Gibt es eine andere Erklärung?
Sämtliche Gründe im Einzelnen sind laut AOK schwer auszumachen. Ein wichtiger Einflussfaktor für die hohen Werte ist laut AOK mit hoher Wahrscheinlichkeit die Einführung der elektronischen Krankmeldung, die laut aktuellen Analysen zu einer vollständigeren Erfassung der Fehlzeiten geführt hat. Früher haben nicht alle Patienten den Krankenzettel an die Versicherung gesendet.
Von 2021 zu 2022 sprang die Zahl der Krankschreibungen deutlich nach oben. Gleichzeitig sind die Ärztinnen und Ärzte seit 2022 verpflichtet, ausgestellte Krankmeldungen der jeweiligen Krankenversicherung zu melden.
Wie entwickeln sich die Zahlen im laufenden Jahr?
Die AOK geht davon aus, dass die Gesamtbilanz für 2025 ähnlich ausfallen wird wie jene des Vorjahres. Haupttreiber bleiben demnach erneut die Atemwegserkrankungen. «Sie erreichten im Februar 2025 einen neuen Höchststand und haben sich seit April 2025 auf einem etwas niedrigeren Niveau eingependelt als in den Vergleichsmonaten des Jahres 2024», teilte die AOK mit. Seit September seien die Erkältungs- und Grippefälle bereits mehr geworden, ebenso die Corona-Infektionen.
Stecken im AOK-Report auch positive Nachrichten?

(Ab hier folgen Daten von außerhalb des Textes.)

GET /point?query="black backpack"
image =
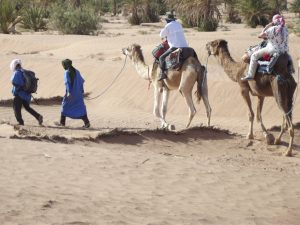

Ja, ein bisschen Hoffnung verbreitet die Krankenversicherung mit einer Langzeit-Auswertung zur eigenen Wahrnehmung des Gesundheitszustands und der arbeitsbezogenen Belastungen. «Nachdem die Befragungen der Beschäftigten in den Pandemiejahren deutlich höhere Werte insbesondere bei den psychischen Belastungen gezeigt hatten, liegen die Werte für Themen wie Erschöpfung, Wut oder Niedergeschlagenheit jetzt wieder auf dem Niveau wie vor der Pandemie», sagte Schröder.
Auch die gedankliche Abgrenzung von der Arbeit hat sich dem Wissenschaftlichen Institut zufolge verbessert. Der Anteil der Arbeitnehmerinnen und Arbeitnehmer, denen es nach eigenen Angaben schwerfällt, nach der Arbeit abzuschalten, ist der AOK zufolge im Jahr 2025 mit knapp 18 Prozent deutlich niedriger als im Jahr 2022 mit 31 Prozent. Auch der Anteil derer, die außerhalb der Arbeitszeit an Schwierigkeiten
bei der Arbeit denken, ist demnach gesunken – von 40 Prozent im Jahr 2022 auf 25 Prozent in diesem Jahr.